Sunday, June 24, 2012

Small Business Accounting - How to Keep Good Business Records

Are you tired of scrambling at the last minute to get your financial records to your CPA? Or are you tired of wasting time trying to find an important invoice, or receipt? Or are you just fed up with being fined by the IRS, Worker's Comp, the State Employment or other agencies because you don't have your papers in order?

Then it is time you got organized.

Now I know that finding financial paperwork can be difficult, especially if you don't have a good system in place.

Or if you have the wrong system, you make it worst, by making it really hard for anyone in the business to locate any of your important papers.

Well, here is a system you can use that will help you stay organized, so that you and your team can find your important financial paperwork in a jiffy - or when you really need them.

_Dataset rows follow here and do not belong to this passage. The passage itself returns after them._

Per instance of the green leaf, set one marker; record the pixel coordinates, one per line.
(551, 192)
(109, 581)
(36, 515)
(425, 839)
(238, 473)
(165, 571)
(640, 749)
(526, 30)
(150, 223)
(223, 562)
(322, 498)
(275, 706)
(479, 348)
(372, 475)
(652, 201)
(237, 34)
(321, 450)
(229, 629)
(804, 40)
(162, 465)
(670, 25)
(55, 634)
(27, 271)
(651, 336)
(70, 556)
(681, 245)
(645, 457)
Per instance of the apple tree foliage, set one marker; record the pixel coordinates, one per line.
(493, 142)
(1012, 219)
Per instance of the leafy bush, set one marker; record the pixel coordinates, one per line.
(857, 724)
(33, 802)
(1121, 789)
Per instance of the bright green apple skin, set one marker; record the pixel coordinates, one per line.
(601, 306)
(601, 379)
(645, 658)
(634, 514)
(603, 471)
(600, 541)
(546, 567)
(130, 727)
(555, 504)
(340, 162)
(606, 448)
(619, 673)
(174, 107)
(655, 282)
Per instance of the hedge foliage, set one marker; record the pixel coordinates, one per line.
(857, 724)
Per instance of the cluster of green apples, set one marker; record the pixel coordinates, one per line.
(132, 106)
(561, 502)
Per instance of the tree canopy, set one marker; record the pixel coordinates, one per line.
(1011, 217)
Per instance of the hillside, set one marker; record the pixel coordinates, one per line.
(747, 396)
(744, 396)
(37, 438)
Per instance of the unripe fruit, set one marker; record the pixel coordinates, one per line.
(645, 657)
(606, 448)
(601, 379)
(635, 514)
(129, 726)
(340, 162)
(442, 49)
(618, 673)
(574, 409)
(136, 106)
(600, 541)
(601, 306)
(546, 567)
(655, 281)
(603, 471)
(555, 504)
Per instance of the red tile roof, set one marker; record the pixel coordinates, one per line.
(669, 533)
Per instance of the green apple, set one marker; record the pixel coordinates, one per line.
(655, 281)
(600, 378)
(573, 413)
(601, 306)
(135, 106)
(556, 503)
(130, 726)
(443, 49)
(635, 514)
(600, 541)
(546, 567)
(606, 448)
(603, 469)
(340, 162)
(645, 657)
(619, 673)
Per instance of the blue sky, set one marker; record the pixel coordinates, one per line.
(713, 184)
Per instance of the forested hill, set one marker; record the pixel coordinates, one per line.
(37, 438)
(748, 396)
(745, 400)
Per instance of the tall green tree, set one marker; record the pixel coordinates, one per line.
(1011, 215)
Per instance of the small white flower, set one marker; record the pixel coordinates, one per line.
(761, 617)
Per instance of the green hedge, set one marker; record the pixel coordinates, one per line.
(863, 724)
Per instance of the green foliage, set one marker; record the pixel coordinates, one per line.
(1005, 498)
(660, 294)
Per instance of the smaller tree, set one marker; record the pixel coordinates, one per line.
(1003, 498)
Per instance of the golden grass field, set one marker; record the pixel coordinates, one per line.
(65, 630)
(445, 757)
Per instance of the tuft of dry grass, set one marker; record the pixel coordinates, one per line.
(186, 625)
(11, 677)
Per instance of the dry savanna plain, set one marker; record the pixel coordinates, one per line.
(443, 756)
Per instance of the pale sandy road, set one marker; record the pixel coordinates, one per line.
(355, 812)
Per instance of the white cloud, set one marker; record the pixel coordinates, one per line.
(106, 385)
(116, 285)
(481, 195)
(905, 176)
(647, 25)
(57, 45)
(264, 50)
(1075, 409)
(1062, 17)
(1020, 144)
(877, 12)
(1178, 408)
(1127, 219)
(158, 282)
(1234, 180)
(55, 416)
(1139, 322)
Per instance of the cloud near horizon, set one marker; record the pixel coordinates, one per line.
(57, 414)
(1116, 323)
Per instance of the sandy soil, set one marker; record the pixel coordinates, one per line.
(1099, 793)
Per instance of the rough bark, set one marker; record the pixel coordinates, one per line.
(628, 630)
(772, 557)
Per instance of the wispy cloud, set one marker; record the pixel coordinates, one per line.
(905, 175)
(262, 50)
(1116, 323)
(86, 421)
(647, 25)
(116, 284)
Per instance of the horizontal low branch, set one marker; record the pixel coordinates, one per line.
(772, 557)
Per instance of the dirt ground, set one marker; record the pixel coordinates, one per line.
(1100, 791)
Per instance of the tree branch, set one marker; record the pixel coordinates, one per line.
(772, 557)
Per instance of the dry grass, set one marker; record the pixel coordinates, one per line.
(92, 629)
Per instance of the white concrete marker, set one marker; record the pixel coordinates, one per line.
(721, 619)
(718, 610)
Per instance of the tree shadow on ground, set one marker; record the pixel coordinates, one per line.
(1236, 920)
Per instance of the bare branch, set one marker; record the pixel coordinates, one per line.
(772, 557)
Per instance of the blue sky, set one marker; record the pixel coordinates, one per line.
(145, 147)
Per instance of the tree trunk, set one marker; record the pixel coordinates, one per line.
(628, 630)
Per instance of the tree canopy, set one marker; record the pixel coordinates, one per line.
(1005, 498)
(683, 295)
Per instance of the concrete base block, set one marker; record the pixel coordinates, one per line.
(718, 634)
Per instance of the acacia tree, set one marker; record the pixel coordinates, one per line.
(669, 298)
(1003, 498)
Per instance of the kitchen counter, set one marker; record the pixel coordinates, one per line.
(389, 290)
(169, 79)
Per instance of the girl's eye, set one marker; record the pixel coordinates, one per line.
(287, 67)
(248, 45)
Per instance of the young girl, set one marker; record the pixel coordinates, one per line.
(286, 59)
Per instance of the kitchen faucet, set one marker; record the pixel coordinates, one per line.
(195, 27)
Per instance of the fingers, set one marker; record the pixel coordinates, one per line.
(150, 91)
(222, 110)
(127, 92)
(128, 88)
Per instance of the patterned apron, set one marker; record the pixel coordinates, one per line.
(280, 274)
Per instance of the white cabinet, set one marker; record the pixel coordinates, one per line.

1. File paid bills, canceled checks and/or bank statements, and other business documents where you can easily find them. Some people use manila folders or an accordion file divided into types of expenses, i.e. "car', "utilities", "entertainment", and so on.

2. At a minimum, stuff receipts in the proper folders throughout the year and total them up at tax time. Staple the adding machine tape to each folder or stack of receipts. If this works, good for you!

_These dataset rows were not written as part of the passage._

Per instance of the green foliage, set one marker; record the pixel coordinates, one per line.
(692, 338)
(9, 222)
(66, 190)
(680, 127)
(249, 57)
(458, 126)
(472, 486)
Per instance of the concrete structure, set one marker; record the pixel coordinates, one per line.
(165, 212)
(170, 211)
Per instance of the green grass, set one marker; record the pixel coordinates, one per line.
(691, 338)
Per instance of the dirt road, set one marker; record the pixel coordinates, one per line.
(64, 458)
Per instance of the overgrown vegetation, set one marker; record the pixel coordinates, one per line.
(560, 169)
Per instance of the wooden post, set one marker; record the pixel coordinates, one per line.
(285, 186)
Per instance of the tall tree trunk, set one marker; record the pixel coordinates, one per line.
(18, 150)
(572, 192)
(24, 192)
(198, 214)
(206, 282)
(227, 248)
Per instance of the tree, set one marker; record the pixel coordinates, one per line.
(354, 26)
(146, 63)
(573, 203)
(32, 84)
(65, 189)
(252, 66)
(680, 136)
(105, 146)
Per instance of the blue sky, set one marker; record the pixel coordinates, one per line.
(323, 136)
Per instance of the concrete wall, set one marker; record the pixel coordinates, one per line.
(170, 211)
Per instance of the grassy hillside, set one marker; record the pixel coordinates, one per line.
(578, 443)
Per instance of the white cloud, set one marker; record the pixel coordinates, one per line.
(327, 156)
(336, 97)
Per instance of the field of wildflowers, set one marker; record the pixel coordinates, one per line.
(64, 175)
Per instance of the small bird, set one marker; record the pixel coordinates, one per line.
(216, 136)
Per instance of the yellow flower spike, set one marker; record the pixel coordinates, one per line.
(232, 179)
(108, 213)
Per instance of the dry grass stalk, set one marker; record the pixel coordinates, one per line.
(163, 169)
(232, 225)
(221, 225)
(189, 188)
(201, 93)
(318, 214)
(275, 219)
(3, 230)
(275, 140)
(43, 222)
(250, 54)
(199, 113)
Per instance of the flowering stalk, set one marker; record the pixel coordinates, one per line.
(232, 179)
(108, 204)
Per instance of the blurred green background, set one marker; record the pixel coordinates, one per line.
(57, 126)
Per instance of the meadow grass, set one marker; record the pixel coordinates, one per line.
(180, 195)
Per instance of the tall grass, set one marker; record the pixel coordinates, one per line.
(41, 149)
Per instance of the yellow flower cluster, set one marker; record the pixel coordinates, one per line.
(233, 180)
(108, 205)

3. An adequate record-keeping system for a small business typically includes:

- Check register - preferably from a separate bank account for your business.

- Summary of receipts of gross income - totaled either daily, weekly, or monthly.

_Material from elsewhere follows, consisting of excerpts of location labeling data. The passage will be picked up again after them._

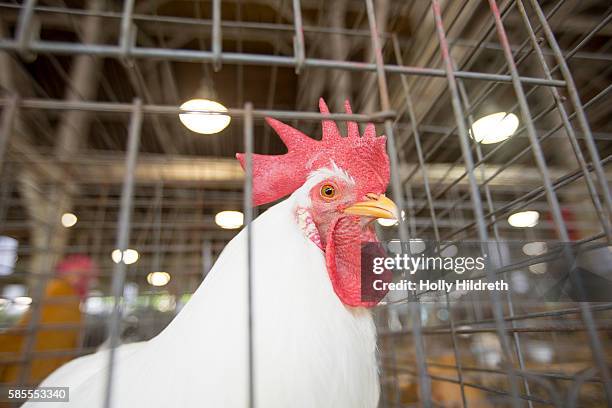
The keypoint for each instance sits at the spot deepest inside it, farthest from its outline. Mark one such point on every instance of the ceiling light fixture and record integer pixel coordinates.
(128, 257)
(158, 278)
(205, 123)
(229, 219)
(524, 219)
(69, 220)
(494, 128)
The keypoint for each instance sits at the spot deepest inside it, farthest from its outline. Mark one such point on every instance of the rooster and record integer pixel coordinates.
(314, 339)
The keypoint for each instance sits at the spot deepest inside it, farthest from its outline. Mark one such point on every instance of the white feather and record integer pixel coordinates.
(310, 350)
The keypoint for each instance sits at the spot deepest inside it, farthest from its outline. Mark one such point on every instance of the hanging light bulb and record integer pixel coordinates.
(229, 219)
(524, 219)
(204, 123)
(494, 128)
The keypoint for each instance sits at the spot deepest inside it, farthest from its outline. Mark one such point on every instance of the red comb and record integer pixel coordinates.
(364, 158)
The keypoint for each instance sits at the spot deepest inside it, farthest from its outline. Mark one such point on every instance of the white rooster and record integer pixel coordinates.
(314, 339)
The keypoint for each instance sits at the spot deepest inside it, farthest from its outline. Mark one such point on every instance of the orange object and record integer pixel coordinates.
(60, 306)
(58, 327)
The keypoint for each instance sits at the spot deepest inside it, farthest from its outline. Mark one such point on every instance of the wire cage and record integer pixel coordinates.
(96, 164)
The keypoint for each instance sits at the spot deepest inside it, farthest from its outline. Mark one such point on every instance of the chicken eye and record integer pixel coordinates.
(328, 191)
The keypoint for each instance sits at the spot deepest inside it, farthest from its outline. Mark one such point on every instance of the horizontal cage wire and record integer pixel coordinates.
(496, 115)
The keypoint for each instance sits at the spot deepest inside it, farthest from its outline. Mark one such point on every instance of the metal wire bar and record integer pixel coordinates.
(398, 196)
(430, 203)
(605, 220)
(123, 237)
(299, 47)
(59, 104)
(45, 47)
(473, 186)
(6, 128)
(24, 26)
(217, 41)
(248, 212)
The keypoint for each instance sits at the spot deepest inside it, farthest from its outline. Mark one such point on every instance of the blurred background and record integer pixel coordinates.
(514, 145)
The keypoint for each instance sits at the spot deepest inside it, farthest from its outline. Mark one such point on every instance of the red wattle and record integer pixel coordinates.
(343, 259)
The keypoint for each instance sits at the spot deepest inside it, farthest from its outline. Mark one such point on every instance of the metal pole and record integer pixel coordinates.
(24, 27)
(6, 127)
(123, 237)
(125, 39)
(216, 42)
(398, 195)
(298, 39)
(248, 218)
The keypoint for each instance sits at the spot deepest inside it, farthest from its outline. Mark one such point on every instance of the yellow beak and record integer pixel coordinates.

- Monthly summary listing of expenses.

- Disbursements record (check register or actual expense journal) showing payments of bills.

- Asset purchase listing (equipment, vehicles, real estate used in business), and employee compensation records (if you have workers).

4. Every time you spend money in the business (or once a week or month), note in your records the following:

- A brief description of the business purpose of the transaction (office rent, new stapler, gas, etc.).

- The amount.

- The date, and

- Whom you paid (Chevron, Kinko's).

5. Keep all business records for at least six years, then make sure to properly destroy any sensitive information before disposal. You may elect to keep records longer, but the minimum required by the IRS is 6 years.

Now, this is a minimal system for a small business, especially in start-up phase. As the business grows, it will need to migrate to a more structured accounting system to track their financial records.